Justin Charity of The Ringer wrote, "It's saucy and cute, which is to say, it's a sharp attitude adjustment for such a dreary rapper and refreshingly effective as such. Netflix's Entergalactic is a feature-length promotional complement to his latest album, but it's also a creative breakthrough in its own right." Rachel Ho of Exclaim! gave it a 8/10 rating, stating that "the story of Jabari and Meadow may be one we all know very well, but it's the world of Entergalactic that captures the imagination, sonically and visually."

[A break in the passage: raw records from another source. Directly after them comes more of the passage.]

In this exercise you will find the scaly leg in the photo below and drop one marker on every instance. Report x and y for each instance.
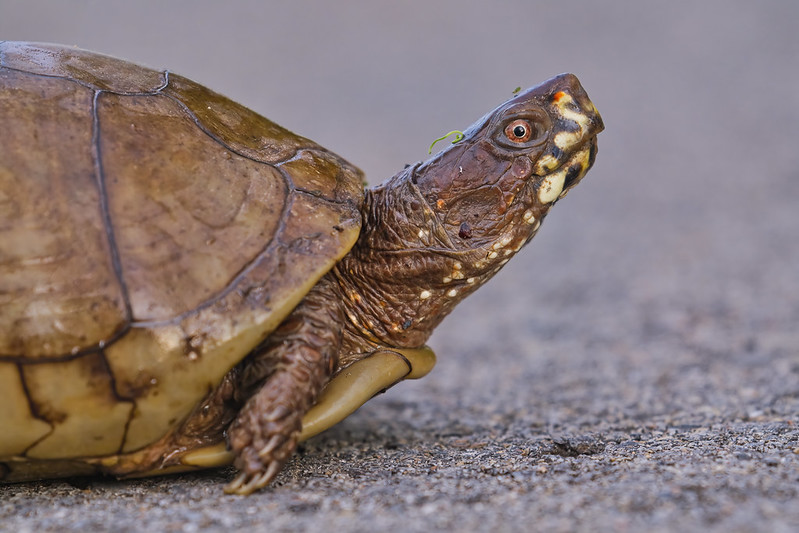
(301, 355)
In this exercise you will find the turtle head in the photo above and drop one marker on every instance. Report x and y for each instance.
(438, 230)
(498, 182)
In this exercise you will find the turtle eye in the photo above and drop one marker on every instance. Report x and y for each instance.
(519, 131)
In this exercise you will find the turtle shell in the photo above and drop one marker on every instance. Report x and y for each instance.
(152, 233)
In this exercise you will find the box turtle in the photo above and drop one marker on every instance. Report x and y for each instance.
(185, 284)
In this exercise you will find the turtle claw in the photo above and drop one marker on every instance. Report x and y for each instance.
(245, 484)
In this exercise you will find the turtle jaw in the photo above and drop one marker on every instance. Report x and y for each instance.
(558, 183)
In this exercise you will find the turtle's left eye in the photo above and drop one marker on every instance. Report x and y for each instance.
(519, 131)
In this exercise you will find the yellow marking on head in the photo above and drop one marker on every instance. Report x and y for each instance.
(551, 186)
(546, 163)
(566, 139)
(529, 216)
(502, 242)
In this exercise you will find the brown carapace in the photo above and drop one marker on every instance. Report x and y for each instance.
(184, 283)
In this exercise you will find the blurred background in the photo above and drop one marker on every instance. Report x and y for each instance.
(679, 250)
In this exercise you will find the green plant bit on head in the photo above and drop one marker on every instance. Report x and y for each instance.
(458, 137)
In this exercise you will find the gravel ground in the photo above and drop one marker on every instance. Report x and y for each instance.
(636, 368)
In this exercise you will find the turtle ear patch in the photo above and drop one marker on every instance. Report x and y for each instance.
(475, 214)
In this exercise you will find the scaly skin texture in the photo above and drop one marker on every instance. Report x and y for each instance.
(431, 235)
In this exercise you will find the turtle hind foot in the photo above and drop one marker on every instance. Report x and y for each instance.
(245, 484)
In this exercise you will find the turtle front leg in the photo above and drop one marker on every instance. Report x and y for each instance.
(298, 358)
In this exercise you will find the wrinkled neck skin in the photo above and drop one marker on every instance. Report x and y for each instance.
(427, 243)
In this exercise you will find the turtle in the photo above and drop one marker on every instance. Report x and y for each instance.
(186, 284)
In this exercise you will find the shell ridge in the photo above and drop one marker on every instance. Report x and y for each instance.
(216, 138)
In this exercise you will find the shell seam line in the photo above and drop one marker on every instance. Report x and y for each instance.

Joshua Alston of Variety concluded with "what's available of Entergalactic is frequently intoxicating. Director Fletcher Moules doesn't miss a single opportunity to add beautifully animated flourishes to the script written by Mescudi, Ian Edelman, and Maurice Williams. There are sublime musical numbers, for lack of a better term, that let Mescudi's music breathe and crank the visuals to 11. But the shifts between Entergalactics spacy elements and its grounded moments aren't always smooth, another consequence of the series-to-special evolution. There's much to love about Mescudi's love story, except the fact that there isn't more of it to love."

=== Accolades ===

| Award | Date of ceremony | Category | Recipient(s) | Result | Ref. |
| Hollywood Music in Media Awards | November 16, 2022 | Original Song – TV Movie Streamed | "Willing to Trust" written by Kid Cudi, Ty Dolla Sign, Dot da Genius, Evan Mast, Rami Eadeh and Lenzo | Won |  |
| Critics Choice Celebration of Black Cinema and Television | December 5, 2022 | Groundbreaker Award | Scott Mescudi for Entergalactic | Won |  |
| NAACP Image Awards | February 22, 2023 | Outstanding Writing in a Television Movie or Special | Scott Mescudi, Ian Edelman, Maurice Williams | Won |  |
| Outstanding Soundtrack/Compilation Album | Entergalactic | Nominated |
| Annie Awards | February 25, 2023 | Outstanding Achievement for Character Animation in an Animated Television / Broadcast Production | Aziz Kocanaogullari | Nominated |  |
| Outstanding Achievement for Character Design in an Animated Television / Broadcast Production | Meybis Ruiz Cruz | Nominated |
| Black Reel Television Awards | June 15, 2023 | Outstanding Television Movie or Limited Series | Entergalactic | Nominated |  |
| Outstanding Musical Score | Dot Da Genius and Plain Pat | Nominated |
| Outstanding Original Song | "Angel" written by Kid Cudi, Jean Baptiste, Sadpony and Justin Raisen | Nominated |
| Primetime Emmy Awards | January 10, 2024 | Outstanding Animated Program | Entergalactic | Nominated |  |
| Outstanding Individual Achievement in Animation | Meybis Ruiz Cruz | Won |

==Future==
On October 1, 2022, Kid Cudi revealed via Twitter that while Entergalactic was "like a movie", its purpose was closer to that of a television pilot, revealing that he intended to produce "more seasons" ("hour and a half"-long films) making up an Entergalactic series, per the project's original announcement as being a television series. In December 2022, Cudi revealed that although Entergalactic is a standalone special, he is working on a new animated project. In July 2025, Cudi explained that he "asked [Netflix] multiple times about doing another season", but regardless of its critical acclaim and Emmy success, "they weren't into it" because "it didn't stream the way they expected".